Imagine that. Somebody telling me I have the right to be bitter. I’m saying to myself, “Now wait a minute. I fully admit I am a Rip Van Winkle awakened after six years. I really don’t know exactly what’s going on here, but I have been through six years of the ‘University of Hanoi.’ And I got a degree in hard knocks. But, if there’s one single thing I validated in that communist prison camp it’s this” Coach Smith was right. It is my choice. I can choose to be bitter, and maybe that’s the easiest choice. I can choose to sue everybody I can think of. I can choose to be really angry. I can choose to crawl over in the corner and die and I know I can do that. I have that capability, I’ve seen men do it. Or, I have another choice. Pick up the pieces of this great jigsaw puzzle, press on with my life with the confidence and the commitment that it’s going to take and live every day to the fullest, regardless of the price.” That’s what I’ve done, and that’s what the other men have done too. You know who we are, you read about us in the papers. The ex-POW’s from Vietnam are alive and well.

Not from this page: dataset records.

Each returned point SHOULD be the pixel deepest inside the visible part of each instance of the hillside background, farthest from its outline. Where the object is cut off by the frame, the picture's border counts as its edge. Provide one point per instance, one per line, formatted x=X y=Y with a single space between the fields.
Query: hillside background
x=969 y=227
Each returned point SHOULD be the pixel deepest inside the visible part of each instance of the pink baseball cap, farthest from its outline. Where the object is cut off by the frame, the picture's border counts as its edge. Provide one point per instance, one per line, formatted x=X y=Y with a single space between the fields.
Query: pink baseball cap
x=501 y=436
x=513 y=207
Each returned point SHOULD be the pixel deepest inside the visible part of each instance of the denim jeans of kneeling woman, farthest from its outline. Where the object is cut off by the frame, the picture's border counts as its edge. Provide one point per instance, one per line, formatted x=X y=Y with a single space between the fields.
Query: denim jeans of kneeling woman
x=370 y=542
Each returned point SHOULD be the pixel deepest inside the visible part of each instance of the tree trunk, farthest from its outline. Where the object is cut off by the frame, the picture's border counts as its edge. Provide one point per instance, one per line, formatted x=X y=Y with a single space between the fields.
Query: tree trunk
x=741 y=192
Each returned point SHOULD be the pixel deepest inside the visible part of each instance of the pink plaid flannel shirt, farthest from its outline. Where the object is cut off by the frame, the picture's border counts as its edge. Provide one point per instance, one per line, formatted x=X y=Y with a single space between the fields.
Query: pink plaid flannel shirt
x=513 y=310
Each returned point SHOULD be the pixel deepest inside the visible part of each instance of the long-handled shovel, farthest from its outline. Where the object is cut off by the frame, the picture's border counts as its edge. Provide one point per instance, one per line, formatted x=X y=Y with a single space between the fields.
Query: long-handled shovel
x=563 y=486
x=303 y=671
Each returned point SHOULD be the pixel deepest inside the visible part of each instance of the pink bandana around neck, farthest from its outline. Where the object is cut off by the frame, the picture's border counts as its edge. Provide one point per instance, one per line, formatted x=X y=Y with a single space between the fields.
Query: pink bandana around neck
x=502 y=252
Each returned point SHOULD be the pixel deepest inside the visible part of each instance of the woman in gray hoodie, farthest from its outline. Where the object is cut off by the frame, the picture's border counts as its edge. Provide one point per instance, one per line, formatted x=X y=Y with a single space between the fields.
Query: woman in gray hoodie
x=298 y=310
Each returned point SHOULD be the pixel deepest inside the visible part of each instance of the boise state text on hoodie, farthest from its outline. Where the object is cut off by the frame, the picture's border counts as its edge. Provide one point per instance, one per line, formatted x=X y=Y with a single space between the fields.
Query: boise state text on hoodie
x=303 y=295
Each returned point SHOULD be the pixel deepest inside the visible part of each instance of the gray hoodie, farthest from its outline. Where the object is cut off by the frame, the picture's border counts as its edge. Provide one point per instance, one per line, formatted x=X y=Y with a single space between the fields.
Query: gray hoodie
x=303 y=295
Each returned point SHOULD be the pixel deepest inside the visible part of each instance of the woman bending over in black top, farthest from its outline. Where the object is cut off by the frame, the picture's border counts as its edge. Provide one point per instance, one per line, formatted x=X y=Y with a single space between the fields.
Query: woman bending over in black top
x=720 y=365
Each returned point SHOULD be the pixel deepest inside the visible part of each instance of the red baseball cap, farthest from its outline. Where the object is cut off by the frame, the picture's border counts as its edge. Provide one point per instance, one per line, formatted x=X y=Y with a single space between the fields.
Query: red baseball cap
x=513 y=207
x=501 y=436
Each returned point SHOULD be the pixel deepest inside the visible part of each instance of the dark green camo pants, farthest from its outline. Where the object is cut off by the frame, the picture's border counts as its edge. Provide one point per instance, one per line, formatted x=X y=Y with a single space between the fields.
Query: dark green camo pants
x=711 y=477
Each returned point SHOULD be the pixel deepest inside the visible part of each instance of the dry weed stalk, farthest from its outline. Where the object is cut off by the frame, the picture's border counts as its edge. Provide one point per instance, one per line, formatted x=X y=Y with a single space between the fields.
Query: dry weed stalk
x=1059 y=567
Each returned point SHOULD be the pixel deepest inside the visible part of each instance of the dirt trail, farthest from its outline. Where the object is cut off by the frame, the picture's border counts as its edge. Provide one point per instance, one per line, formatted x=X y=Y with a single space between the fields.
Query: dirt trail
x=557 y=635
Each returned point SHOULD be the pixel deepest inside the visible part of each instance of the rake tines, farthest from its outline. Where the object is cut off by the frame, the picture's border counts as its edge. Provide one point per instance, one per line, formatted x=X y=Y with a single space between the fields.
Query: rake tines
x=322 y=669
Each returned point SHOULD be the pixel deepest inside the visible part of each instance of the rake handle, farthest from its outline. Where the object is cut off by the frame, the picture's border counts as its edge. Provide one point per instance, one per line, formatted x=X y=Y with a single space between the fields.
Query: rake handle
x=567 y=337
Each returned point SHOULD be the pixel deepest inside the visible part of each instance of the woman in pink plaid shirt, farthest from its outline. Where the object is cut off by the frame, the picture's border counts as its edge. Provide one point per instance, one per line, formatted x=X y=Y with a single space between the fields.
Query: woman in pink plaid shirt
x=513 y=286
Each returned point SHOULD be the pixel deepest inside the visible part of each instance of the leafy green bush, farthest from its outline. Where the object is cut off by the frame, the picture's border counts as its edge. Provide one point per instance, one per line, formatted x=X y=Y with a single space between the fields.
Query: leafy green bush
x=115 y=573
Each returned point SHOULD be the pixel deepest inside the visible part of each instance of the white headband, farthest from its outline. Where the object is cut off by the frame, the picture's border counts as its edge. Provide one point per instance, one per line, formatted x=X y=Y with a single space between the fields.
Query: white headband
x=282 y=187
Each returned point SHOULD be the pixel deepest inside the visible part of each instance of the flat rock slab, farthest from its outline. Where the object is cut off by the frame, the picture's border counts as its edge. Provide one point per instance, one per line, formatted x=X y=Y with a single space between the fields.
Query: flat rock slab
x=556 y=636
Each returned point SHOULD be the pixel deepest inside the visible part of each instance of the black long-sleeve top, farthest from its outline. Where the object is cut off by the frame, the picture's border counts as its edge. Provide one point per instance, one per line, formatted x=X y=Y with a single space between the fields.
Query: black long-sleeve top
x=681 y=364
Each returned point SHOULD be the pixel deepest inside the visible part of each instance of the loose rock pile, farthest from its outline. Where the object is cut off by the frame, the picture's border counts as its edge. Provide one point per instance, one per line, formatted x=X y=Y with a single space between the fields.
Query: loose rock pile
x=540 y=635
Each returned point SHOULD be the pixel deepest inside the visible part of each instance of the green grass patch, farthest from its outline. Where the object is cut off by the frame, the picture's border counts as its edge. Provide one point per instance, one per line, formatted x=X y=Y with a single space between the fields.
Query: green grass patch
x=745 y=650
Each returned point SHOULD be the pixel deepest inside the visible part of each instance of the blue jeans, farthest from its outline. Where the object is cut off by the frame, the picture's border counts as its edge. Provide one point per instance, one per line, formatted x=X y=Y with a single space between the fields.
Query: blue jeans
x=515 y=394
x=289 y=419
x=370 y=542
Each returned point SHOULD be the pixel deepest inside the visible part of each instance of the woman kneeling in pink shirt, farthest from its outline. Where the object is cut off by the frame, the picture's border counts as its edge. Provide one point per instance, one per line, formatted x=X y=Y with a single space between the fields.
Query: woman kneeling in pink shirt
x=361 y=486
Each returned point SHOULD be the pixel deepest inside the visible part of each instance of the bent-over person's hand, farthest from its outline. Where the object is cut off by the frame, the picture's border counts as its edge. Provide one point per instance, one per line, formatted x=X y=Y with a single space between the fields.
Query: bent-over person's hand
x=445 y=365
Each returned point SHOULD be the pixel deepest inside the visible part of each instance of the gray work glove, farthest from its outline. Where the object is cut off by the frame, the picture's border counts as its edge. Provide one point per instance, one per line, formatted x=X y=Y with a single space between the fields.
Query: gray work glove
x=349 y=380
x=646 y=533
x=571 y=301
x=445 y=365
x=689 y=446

We had a POW reunion recently in Washington, D.C.. We’re setting records. So far we’ve produced two U.S. Senators. We have state legislators all over the country. We have bishops, judges, teachers, doctors, lawyers, professional pilots, and public speakers. The medical community tells us we’re healthier today, mentally and physically, than the men who didn’t get shot down. Schumacher, the guy on the end of the wire, is a three star Admiral today. Doug Hegdahl, the kid who memorized the names, has a master degree and is teaching. My ex-wife went ahead and married the fellow she was engaged to. I bounced around the Country as a bachelor for a lot of years. I married a gal from Memphis, Tennessee. We have a handsome son a beautiful daughter.

But what’s the connection? You’ll never be a prisoner of war, you’ll never have to pace three steps one direction and then turn around and pace three steps the other. you’ll never have to learn all of those codes. But, don’t you see the similarity? Each of us has a choice. We have the choice to stand up and be counted for what we think is right. We have the choice to give of ourselves and pack those parachutes. We have a choice to be part of the team. When you get older and look back on your life, you don’t count dollars, you count the parachutes you packed.

Six years is a long time to pace three steps one direction and three steps the other. I wouldn’t wish it on anyone. And yet, I would tell you it’s the most valuable six years of my life. Amazing what a little adversity can teach a person. It gives a man a pause to think, “How will I survive? What are the techniques of survival, what are the properties of a winner?” There’s no bed of roses. You’ll have some mountains to climb and some parachutes to pack and you’ll have to tug on some wires along the way. You’ll have to apply the faith, the commitment and the personal pride. But if you can put those basic principles together as part of your daily discipline you truly can “do anything you set your mind to do.”